Home Inchiostro - Recensioni di libri indipendenti e non. Annarita Briganti – L’amore è una favola

Annarita Briganti – L’amore è una favola

by senzaudio

A volte bastano una manciata d’anni per modificare diametralmente il punto di vista sulle cose. Una volta una parolina inglese come freelance ci mandava tutti in solluchero, basti pensare a certi sketch degli anni ottanta dove l’inglese era ancora uno status symbol. Erano altri tempi e oggi, dopo anni di cura intensiva (MTV e cdrom dei quotidiani), usciti definitivamente dal provincialismo alla Vanzina e arricchiti da una maggiore consapevolezza, siamo portati ad ammettere che freelance può significare anche “precario”. E’ il punto di vista di Gioia Lieve, la protagonista di L’amore è una favola, il secondo romanzo di Annarita Briganti, donna che attraversa la meravigliosa Età della Comunicazione col disincanto di una Ipazia 2.0 (frase riferita a Gioia o a Annarita?)
Gioia Lieve è freelance in tutto, anche in amore, dove è forse ancora più facile liberarsi dalle mistificazioni anglofile e abbracciare la spietatezza della lingua madre. E’ una donna viva, aperta, diretta e dispone di un’ironia che tiene affilata attraverso l’esercizio quotidiano della scrittura, attività del “giusto distacco” che le permette di sopravvivere nella raffinata giungla del giornalismo culturale.

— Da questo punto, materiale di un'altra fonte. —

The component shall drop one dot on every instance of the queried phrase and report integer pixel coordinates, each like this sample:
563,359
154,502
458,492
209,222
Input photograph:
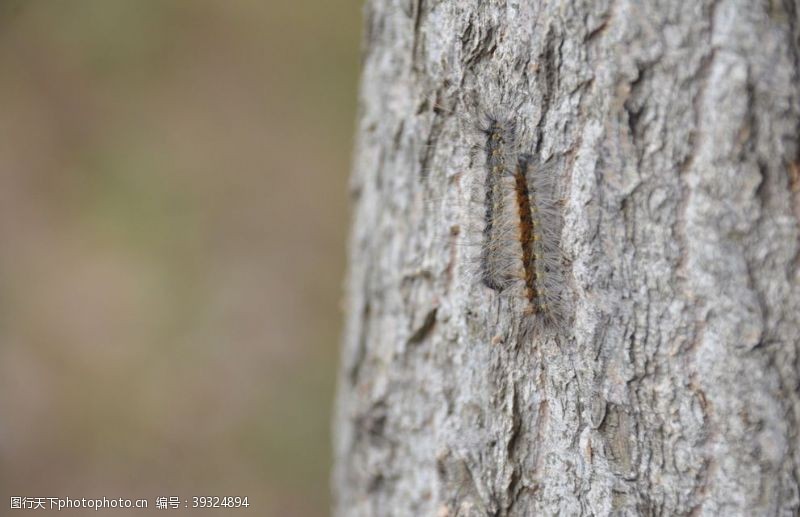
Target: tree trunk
672,384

In questi giorni infiniti di silenzio mi sono un po’ ammorbidita: cercavo amore e ho trovato il frigo.

Talvolta questa pratica sconfina nell’autolesionismo (vedere la realtà con distacco ironico non sempre aiuta) e ad un certo punto l’indomabile richiamo dell’amore si staglia nei tersi cieli di Milano come l’unica terapia possibile: un giorno le capita di doversi occupare del catalogo di un noto artista contemporaneo, e tutte le difese del suo sistema immunitario e filosofico vacillano. Lui è Guido Giacometti, un seduttore seriale, e Gioia Lieve indossa i panni di vittima sacrificale con inattesa spontaneità. Incastonata in parti del romanzo più sociologiche, come le vivacissime riunioni del “cerchietto magico, una mini lobby di donne veraci”, o come la minacciosa presenza di uno stalker nella vita della protagonista, i capitoli dedicati all’amore sono i più riflessivi e filosofici, ricchi di scene intense e frasi dal sapore aforistico che faranno sentire le lettrici (ma, perché no, anche i lettori) partecipi del mutuo sostegno della mini lobby del “cerchietto magico”.

Il segreto di una coppia è sopravvivere alle aspettative. Bisogna rispettarle quanto più possibile, a volte ignorarle, nei giorni fortunati farle coincidere, come nelle favole.

E’ il tema del libro, è l’albero motore della narrazione, e la Briganti lo fa girare con grande personalità, rispettando i limiti di velocità in centro, ma accelerando quando c’è da accelerare, prendendo certe curve con l’aggressività giusta, facendo sobbalzare il lettore quando serve. Ha un buon navigatore accanto, che è la narrativa italiana degli anni ottanta, De Carlo in particolare (al lettore il compito di rinvenire i rimandi disseminati dall’autrice nel testo…), ma se proprio si vuole trovare un corrispettivo ancor più attinente, se proprio si vuole trovare una scaturigine nella sua guida e nella creazione di Gioia, si risalga alle rivoluzionarie figure femminili del romanticismo europeo e americano: è nelle donne emancipate ma sentimentali delle Bronte, è nel ricamo essenziale e allo stesso tempo immaginifico della Dickinson, che Gioia Lieve trova i suoi modelli ispiratori; e quando la sua storia d’amore, depotenziata dalle algìe di un mondo fisico ridotto a pixel, un mondo privo del calore necessario, la porta ad estraniarsi da tutto e a guardare la vita come una spettatrice al cinema davanti a un film che non le piace, ecco che in quel momento solo un mondo caldo ed emotivo come quello del teatro, in uno dei passaggi più vibranti del romanzo, ha il potere di farla tornare in sé:

E la stupida Gioia, che crede nell’Amore, pensa che lei ce l’ha già qualcuno che fa i miracoli, è Guido, il suo Artista, che di colpo le manca, anche se si sono visti due giorni fa, e si commuove nel teatro più famoso del mondo, piangendo come un vitello, costringendo il suo vicino, un commendatore brianzolo, a consolarla. Maledetti ormoni del romanticismo.